Visual Regression Testing of Ceph Dashboard
This summer I worked with The Ceph Foundation under Google Summer Of Code '21 (GSoC) programme.
Google Summer of Code is a global program focused on bringing more student developers into open source software development. Students work with an open source organization on a 10 week programming project during their break from school.
In this blog, I'll share my journey of completing the project "Visual Regression Testing of Ceph Dashboard".
Experience ¶
My GSoC experience has been amazing, from the initial days of having zero clue of how to navigate around the codebase to successfully completing my project. Along the way I learnt:
- Test Driven Developement (TDD).
- How to work on problems together.
- Reviewing other's code.
- Efficient communication.
- PR etiquettes.
- Working in scrum environment.
Also I can't thank my mentors Ernesto Puerta and Alfonso Martinez and the whole Ceph dashboard team enough for their constant support, reviews, feedback and what not. Things I've learnt during my period have not only made me an overall better programmer, but also the real world experience I gained, has been priceless.
Project ¶
The project that I worked on was "Visual Regression Testing of Ceph Dashboard", so Visual Regression Testing checks what the user will see after any code changes have been executed by comparing screenshots taken before and after code changes. This project immediately caught my eye when I first saw it on GSoC's project list, I had never heard of visual testing then and it just seemed like a very interesting idea. I dived deep into the project and it just kept getting better, there were all these amusing topics like pixel by pixel bitmap matching, anti-aliasing, browser offsets, etc. that I never lost interest from. In this blog post, I'll guide you through my project and the challenges I faced in my journey.

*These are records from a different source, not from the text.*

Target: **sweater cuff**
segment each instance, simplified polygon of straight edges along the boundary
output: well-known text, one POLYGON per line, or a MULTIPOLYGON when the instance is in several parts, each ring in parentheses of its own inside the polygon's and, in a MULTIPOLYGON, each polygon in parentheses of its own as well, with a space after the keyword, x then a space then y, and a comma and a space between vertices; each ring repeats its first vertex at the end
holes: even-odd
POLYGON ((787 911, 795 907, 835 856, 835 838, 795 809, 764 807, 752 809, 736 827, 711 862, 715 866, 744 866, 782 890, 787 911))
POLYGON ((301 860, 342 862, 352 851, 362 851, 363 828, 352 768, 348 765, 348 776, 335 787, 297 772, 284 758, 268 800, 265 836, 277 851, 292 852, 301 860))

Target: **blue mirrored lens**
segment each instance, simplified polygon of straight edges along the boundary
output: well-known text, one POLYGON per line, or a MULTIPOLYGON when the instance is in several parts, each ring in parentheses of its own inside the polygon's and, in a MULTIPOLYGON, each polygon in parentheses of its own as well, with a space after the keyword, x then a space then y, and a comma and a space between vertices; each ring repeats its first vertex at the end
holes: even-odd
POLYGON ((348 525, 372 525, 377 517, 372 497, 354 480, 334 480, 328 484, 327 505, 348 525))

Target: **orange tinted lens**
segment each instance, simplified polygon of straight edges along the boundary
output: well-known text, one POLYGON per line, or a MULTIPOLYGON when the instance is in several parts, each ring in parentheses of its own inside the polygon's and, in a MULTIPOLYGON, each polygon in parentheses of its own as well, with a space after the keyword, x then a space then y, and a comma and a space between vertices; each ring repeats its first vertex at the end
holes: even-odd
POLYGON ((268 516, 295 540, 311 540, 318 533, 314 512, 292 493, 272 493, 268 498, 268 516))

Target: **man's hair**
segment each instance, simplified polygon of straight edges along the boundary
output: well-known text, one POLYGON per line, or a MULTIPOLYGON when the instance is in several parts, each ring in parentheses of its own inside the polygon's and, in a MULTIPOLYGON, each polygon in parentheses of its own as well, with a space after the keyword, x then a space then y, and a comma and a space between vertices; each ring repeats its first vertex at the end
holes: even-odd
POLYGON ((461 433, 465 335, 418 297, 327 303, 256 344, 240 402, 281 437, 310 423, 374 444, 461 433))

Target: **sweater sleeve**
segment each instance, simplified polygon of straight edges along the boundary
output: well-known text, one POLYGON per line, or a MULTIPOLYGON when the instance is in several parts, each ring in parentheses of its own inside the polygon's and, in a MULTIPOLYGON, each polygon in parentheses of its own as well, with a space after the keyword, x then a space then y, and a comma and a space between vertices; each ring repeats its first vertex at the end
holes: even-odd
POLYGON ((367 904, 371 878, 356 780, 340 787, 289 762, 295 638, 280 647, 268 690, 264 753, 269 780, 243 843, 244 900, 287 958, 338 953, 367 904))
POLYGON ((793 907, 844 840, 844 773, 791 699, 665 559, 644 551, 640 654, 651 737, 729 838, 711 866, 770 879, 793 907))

Visual Regression Testing ¶
So to understand what visual regression testing is, we need to first understand what regression testing is. Regression Testing is used to verify that any system changes do not interfere with existing features and/or code structure. There’s a reason regression tests are part of almost every test suite in software development. It is common for devs to change or add a section of code, and having it unintentionally disrupt something that was previously working just fine. Visual Regression Testing applies the same logic but confines testing to the visual aspects of the software. In other words, it checks that code changes do not break any aspect of the software’s visual interface. A visual regression test checks what the user will see after any code changes have been executed by comparing screenshots taken before and after code changes. This is why visual regression tests are also sometimes called visual snapshot tests.

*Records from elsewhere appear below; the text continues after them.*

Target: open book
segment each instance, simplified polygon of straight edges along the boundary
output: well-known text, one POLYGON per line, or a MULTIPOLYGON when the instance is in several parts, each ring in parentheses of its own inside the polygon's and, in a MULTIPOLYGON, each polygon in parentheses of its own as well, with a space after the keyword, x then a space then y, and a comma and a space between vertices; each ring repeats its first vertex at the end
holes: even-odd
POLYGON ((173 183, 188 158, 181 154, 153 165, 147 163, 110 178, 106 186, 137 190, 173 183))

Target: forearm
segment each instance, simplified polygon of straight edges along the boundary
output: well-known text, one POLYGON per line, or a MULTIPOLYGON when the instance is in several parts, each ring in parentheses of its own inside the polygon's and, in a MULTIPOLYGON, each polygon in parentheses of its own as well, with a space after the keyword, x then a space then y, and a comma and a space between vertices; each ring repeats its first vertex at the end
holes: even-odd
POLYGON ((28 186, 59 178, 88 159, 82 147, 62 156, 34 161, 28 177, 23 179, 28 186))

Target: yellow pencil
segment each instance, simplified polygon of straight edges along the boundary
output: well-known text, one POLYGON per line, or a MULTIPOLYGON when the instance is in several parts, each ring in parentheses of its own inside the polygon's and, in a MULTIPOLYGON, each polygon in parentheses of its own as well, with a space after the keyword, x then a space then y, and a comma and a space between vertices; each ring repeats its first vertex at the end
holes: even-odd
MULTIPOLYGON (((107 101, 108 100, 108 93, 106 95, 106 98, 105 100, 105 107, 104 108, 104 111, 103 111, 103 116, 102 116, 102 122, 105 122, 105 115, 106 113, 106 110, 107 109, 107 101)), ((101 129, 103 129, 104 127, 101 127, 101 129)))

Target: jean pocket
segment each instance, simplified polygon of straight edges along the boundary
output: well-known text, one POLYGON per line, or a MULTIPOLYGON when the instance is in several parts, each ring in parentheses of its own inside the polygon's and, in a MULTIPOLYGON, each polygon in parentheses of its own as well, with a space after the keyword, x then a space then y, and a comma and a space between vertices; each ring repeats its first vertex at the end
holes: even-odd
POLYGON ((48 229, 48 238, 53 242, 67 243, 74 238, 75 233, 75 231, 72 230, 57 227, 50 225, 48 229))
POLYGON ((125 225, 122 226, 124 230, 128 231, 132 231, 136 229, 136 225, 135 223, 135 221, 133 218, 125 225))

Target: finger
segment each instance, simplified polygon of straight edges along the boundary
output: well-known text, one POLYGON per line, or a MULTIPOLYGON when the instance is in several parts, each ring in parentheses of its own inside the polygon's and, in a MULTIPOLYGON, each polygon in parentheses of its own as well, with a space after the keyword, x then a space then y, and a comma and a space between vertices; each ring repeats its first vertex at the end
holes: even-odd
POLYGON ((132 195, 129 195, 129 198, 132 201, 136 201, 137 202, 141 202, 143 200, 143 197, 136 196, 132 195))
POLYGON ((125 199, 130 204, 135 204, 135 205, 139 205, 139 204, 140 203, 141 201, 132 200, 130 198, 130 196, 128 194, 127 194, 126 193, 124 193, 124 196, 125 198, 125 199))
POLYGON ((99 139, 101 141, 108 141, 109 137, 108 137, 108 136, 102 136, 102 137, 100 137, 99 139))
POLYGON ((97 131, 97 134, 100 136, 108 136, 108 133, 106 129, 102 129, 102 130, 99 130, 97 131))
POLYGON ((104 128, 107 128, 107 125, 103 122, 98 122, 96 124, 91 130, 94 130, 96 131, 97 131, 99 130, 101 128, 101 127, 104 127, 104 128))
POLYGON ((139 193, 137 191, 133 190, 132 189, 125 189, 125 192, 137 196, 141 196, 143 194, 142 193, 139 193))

Why Visual Regression Testing ¶
In ceph dashboard, we already have the whole testing pyramid set-up and running, so the question is why do we need visual testing?
- Visual bugs are rendering issues. And rendering validation is not what functional testing tools are designed to catch. Functional testing measures functional behavior.
- It helps in picking up css bugs, where sometimes user is not able to see critical buttons, or they are in an unclickable position.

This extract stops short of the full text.